Utero in affitto: un reato per la legge italiana, ma non per certi magistrati…

Aspiranti genitori assolti “in mancanza di apposita norma incriminatrice”… così si perde la fiducia nello Stato

L’utero in affitto, in Italia, è un reato per la legge. Ma, evidentemente, la legge non basta per certi magistrati, che pure la legge e la giustizia dovrebbero amministrarle… Con la sentenza 1.549 del 2017, per esempio, il Tribunale di Bologna ha scelto di non punire i genitori che hanno fatto ricorso, in una clinica, alla surrogazione. “La condotta di approfittamento della pratica della maternità surrogata – è scritto nella sentenza, riportata dal quotidiano Avvenirein qualità di cliente non è punibile in mancanza di apposita norma incriminatrice“. Le fattispecie di reato previste dalle normative vigenti (la legge 40 del 2004 e, in particolare, l’articolo 12, comma 6), insomma, non sarebbero applicabili ai genitori “d’intenzione”.

“Su questo tema specifico, però – spiega Avvenirela Cassazione sembra pensarla diversamente, anche se poi – nella sostanza – ritiene non incriminabili gli italiani che hanno affittato un grembo all’estero in uno Stato che consente la pratica. Per arrivare a tale conclusione la Suprema Corte argomenta su più tecnicismi giuridici, ma questa è la sostanza: per punire in Italia chi sia espatriato al solo fine di servirsi della maternità surrogata, sintetizza la sentenza 13.525 del 2016, è necessario che la pratica sia considerata reato anche nel Paese in cui viene messa in atto. La Cassazione spiega di essere giunta a questa decisione per via di alcune ‘incertezze di interpretazione giurisprudenziale’ che, nel dubbio, dovrebbero far propendere per l’assoluzione. Vi è infatti una corrente piuttosto ‘aperturista’ secondo cui chi fa assemblare un bimbo all’estero potrebbe non avere la consapevolezza del carattere delittuoso della sua scelta. Ci troveremmo in quello che legge definisce ‘errore inevitabile sul precetto’, contesto nel quale non può essere irrogata alcuna sanzione”.

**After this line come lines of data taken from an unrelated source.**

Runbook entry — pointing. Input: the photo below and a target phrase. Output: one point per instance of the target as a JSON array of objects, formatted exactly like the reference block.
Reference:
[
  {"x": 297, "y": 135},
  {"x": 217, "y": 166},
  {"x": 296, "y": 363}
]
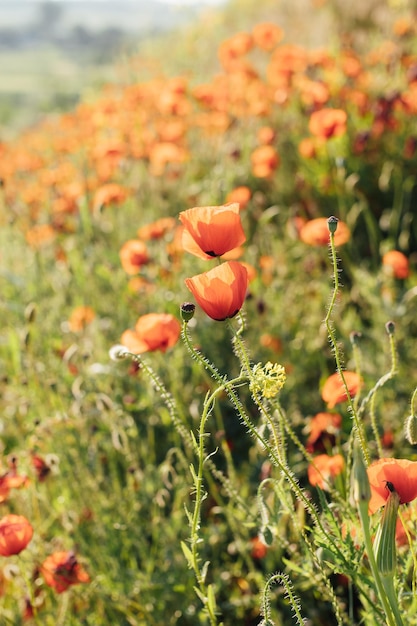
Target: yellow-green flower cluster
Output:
[{"x": 267, "y": 379}]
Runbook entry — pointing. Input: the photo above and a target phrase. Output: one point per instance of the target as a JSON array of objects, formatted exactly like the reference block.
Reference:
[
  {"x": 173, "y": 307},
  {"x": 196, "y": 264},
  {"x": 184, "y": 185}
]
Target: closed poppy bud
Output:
[
  {"x": 332, "y": 224},
  {"x": 386, "y": 553},
  {"x": 154, "y": 331},
  {"x": 15, "y": 534},
  {"x": 360, "y": 487},
  {"x": 221, "y": 291},
  {"x": 215, "y": 229},
  {"x": 187, "y": 310},
  {"x": 411, "y": 429},
  {"x": 390, "y": 328}
]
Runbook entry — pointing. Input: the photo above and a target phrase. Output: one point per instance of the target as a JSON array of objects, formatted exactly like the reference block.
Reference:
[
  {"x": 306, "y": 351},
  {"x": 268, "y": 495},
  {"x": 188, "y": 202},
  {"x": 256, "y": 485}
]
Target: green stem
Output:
[
  {"x": 386, "y": 602},
  {"x": 333, "y": 341}
]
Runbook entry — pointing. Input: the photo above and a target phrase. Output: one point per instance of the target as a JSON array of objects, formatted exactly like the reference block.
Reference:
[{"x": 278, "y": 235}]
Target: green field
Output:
[{"x": 208, "y": 374}]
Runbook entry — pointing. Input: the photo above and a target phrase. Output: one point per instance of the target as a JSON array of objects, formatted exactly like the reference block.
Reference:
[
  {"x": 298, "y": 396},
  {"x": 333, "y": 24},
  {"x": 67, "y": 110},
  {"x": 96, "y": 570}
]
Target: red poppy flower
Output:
[
  {"x": 333, "y": 390},
  {"x": 327, "y": 123},
  {"x": 80, "y": 317},
  {"x": 61, "y": 570},
  {"x": 322, "y": 429},
  {"x": 157, "y": 229},
  {"x": 259, "y": 548},
  {"x": 323, "y": 468},
  {"x": 241, "y": 195},
  {"x": 221, "y": 291},
  {"x": 133, "y": 254},
  {"x": 215, "y": 229},
  {"x": 400, "y": 473},
  {"x": 316, "y": 232},
  {"x": 15, "y": 534},
  {"x": 265, "y": 160},
  {"x": 154, "y": 331},
  {"x": 396, "y": 263}
]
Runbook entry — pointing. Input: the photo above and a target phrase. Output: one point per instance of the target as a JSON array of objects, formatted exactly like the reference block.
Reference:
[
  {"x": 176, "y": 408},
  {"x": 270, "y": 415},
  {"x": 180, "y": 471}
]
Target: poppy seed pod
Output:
[{"x": 411, "y": 429}]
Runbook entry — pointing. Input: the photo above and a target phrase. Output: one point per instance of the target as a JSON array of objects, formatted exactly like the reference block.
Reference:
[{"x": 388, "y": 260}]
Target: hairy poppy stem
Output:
[{"x": 332, "y": 337}]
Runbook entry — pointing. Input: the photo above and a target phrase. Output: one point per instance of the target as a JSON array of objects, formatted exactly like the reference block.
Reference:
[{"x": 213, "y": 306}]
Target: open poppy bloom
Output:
[
  {"x": 265, "y": 160},
  {"x": 396, "y": 263},
  {"x": 334, "y": 391},
  {"x": 322, "y": 430},
  {"x": 401, "y": 474},
  {"x": 80, "y": 317},
  {"x": 323, "y": 468},
  {"x": 110, "y": 193},
  {"x": 221, "y": 291},
  {"x": 215, "y": 229},
  {"x": 61, "y": 570},
  {"x": 157, "y": 229},
  {"x": 327, "y": 123},
  {"x": 133, "y": 254},
  {"x": 258, "y": 548},
  {"x": 154, "y": 331},
  {"x": 316, "y": 232},
  {"x": 15, "y": 534}
]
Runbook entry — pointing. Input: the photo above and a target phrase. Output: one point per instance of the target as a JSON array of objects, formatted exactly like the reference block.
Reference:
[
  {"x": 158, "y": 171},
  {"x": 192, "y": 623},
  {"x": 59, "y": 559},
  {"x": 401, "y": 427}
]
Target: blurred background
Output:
[{"x": 52, "y": 51}]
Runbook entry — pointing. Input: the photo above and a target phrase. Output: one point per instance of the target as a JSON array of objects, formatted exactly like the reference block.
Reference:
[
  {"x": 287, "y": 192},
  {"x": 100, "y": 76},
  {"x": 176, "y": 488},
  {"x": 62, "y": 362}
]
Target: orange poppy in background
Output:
[
  {"x": 316, "y": 232},
  {"x": 265, "y": 161},
  {"x": 154, "y": 331},
  {"x": 157, "y": 229},
  {"x": 322, "y": 429},
  {"x": 215, "y": 229},
  {"x": 327, "y": 123},
  {"x": 396, "y": 263},
  {"x": 15, "y": 534},
  {"x": 40, "y": 235},
  {"x": 133, "y": 254},
  {"x": 233, "y": 48},
  {"x": 11, "y": 480},
  {"x": 241, "y": 195},
  {"x": 61, "y": 570},
  {"x": 259, "y": 549},
  {"x": 111, "y": 193},
  {"x": 334, "y": 391},
  {"x": 401, "y": 474},
  {"x": 323, "y": 468},
  {"x": 307, "y": 148},
  {"x": 266, "y": 35},
  {"x": 81, "y": 317},
  {"x": 221, "y": 291}
]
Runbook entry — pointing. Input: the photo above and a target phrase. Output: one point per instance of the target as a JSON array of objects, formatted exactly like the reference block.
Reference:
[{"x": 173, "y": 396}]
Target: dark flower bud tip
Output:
[
  {"x": 390, "y": 328},
  {"x": 187, "y": 310},
  {"x": 332, "y": 224},
  {"x": 355, "y": 337}
]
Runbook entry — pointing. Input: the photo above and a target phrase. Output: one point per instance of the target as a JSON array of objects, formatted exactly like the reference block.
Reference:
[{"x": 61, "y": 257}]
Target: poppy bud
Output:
[
  {"x": 187, "y": 310},
  {"x": 355, "y": 337},
  {"x": 411, "y": 429},
  {"x": 360, "y": 488},
  {"x": 332, "y": 224},
  {"x": 390, "y": 328},
  {"x": 118, "y": 352},
  {"x": 15, "y": 534},
  {"x": 386, "y": 553}
]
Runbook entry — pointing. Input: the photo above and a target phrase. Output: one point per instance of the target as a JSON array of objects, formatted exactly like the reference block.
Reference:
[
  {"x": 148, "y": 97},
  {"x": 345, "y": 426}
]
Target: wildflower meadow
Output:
[{"x": 208, "y": 357}]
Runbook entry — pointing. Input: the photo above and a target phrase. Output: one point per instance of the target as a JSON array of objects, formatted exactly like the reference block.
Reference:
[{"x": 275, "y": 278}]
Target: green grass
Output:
[{"x": 122, "y": 494}]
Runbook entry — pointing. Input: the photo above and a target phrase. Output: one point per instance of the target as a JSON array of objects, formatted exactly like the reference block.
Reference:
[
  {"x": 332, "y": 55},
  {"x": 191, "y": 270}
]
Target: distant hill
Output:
[{"x": 96, "y": 15}]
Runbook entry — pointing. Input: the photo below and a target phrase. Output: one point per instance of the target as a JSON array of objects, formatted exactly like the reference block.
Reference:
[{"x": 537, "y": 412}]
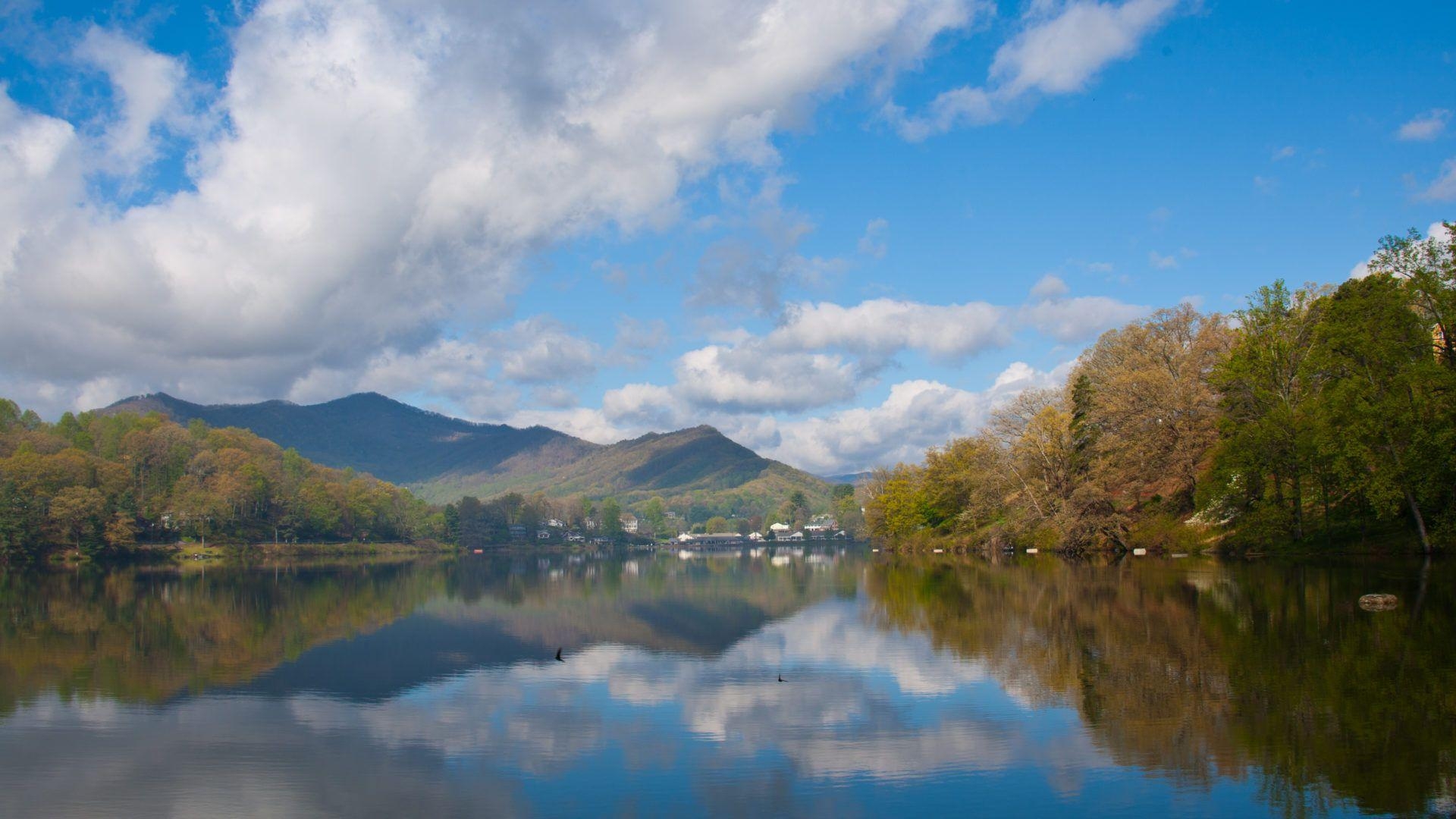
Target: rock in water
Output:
[{"x": 1378, "y": 602}]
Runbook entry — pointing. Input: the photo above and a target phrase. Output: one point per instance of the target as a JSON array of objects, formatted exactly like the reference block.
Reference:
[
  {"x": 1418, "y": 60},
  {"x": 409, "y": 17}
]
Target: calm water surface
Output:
[{"x": 952, "y": 686}]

In presenza di un simile caos, riporta ancora Avvenire “alcune Procure hanno provato a sostenere la rilevanza penale di un altro atto connesso alla surrogazione di maternità: il tentativo da parte della coppia di ottenere nel proprio Comune la trascrizione dell’atto di nascita estero, nel quale entrambi i ‘committenti’ sono indicati come genitori (quando in realtà così non è). Il reato in questione sarebbe quello previsto e punito dall’articolo 567 del Codice penale, secondo cui ‘si applica la reclusione da cinque a quindici anni a chiunque, nella formazione di un atto di nascita, altera lo stato civile di un neonato, mediante false certificazioni, false attestazioni o altre falsità'”. Anche in questo caso, però, sono arrivate le assoluzioni. Per esempio con la sentenza della 31.409 della Cassazione di quest’anno, che ha stabilito che “ai fini della configurabilità del reato è necessaria un’attività materiale di alterazione di stato che costituisca un quid pluris rispetto alla mera falsa dichiarazione e si caratterizzi per l’idoneità a creare una falsa attestazione, con attribuzione al figlio di una diversa discendenza”. Una sentenza ideologica? Chissà. Certo è che se le tutele normative attuali non bastano, forse, occorrerebbe rafforzarle.